China dinamakan oleh regime Guo Ming Dang “ Zhong Hua Ming Guo” (Republik Zhung Hua) dan oleh regime Gong Chang Dang “Zhong Hua Ren Ming Gong He Guo” (Republik Rakyat Zhong Hua). Kedua2nya memakai kata2 Zhong Hua (Tionghoa) untuk mengistilahkan China. Disini dapat kita tinjau begitu pentingnya perkataan Zhong Hua bagi rakyat Tiongkok. Sekarang semua rakyat Tiongkok tidak melihat etnisnya, mayoritas atau minoritas disebut Hua ren dan bahasa mandarin disebut Hua-Yu (Yu berarti bahasa) atau Han-Yu.

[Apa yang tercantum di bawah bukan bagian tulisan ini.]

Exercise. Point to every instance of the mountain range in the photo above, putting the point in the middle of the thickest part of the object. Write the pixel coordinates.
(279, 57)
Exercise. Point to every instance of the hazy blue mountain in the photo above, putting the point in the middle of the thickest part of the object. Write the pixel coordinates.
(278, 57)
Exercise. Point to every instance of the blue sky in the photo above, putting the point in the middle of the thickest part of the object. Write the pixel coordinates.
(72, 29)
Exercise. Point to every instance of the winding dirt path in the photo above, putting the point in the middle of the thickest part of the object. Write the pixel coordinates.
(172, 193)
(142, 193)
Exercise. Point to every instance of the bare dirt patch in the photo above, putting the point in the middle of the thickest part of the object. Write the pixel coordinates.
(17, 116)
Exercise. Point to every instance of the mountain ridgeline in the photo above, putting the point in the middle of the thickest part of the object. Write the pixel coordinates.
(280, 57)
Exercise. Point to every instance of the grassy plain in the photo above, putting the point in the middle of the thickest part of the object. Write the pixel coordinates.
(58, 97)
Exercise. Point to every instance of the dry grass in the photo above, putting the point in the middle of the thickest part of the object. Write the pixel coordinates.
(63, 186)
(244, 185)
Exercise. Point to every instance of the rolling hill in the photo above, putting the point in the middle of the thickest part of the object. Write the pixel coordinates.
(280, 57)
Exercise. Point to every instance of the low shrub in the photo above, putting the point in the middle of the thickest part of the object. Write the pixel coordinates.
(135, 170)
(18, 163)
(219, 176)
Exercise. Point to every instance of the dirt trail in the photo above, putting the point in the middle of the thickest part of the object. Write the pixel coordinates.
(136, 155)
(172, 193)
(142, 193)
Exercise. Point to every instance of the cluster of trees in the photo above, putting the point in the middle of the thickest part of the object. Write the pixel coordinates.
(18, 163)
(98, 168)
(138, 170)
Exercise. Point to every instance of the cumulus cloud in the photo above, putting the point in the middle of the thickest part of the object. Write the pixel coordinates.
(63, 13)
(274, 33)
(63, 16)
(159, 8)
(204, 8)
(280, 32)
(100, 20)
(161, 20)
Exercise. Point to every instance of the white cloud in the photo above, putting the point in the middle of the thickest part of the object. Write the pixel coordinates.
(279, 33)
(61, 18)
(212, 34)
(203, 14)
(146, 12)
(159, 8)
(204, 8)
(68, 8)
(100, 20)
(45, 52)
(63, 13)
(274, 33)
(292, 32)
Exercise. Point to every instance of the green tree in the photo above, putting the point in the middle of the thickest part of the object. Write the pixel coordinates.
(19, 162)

Asal usul China (Cina) berasal dari Barat yang menghubungkan orang Tionghoa dengan emperor Chin (Qin) yang telah mempersatukan Tiongkok jaman The Warring States. Setelah mempersatukan Negara Tiongkok, dinasti Qin hanya memerintah antara 221-206 sebelon Masehi. Emperor Qin memerintah negara Tiongkok dengan kejam, beliau membakar buku2 filosof2 ternama Tiongkok dan membunuh intelectual2 ternama. China adalah negara Tiongkok yang dihubungkan dengan emperor Qin (Orang Ingeris menulisnya dengan Chin) dan orang Tionghoa di sebut Chinese.
Saya menulis artikel2 ini agar anak2 mudah Huayi (keturunan Tionghoa) bisa mengenal identitasnya, karena saya anggap mengenal identitas itu penting bagi integrasi orang2 Tionghoa  ke masyarakat dimana mereka tinggal. Menbangun rumah memerlukan fondasi yang kuat dan untuk integrasi juga membutuhkan fondasi, karena bila kita mengetahui identitas kita maka kita menjadi warga negara yang sadar dan tidak sampai menuju ke extremitas atau menderita crisis identitas.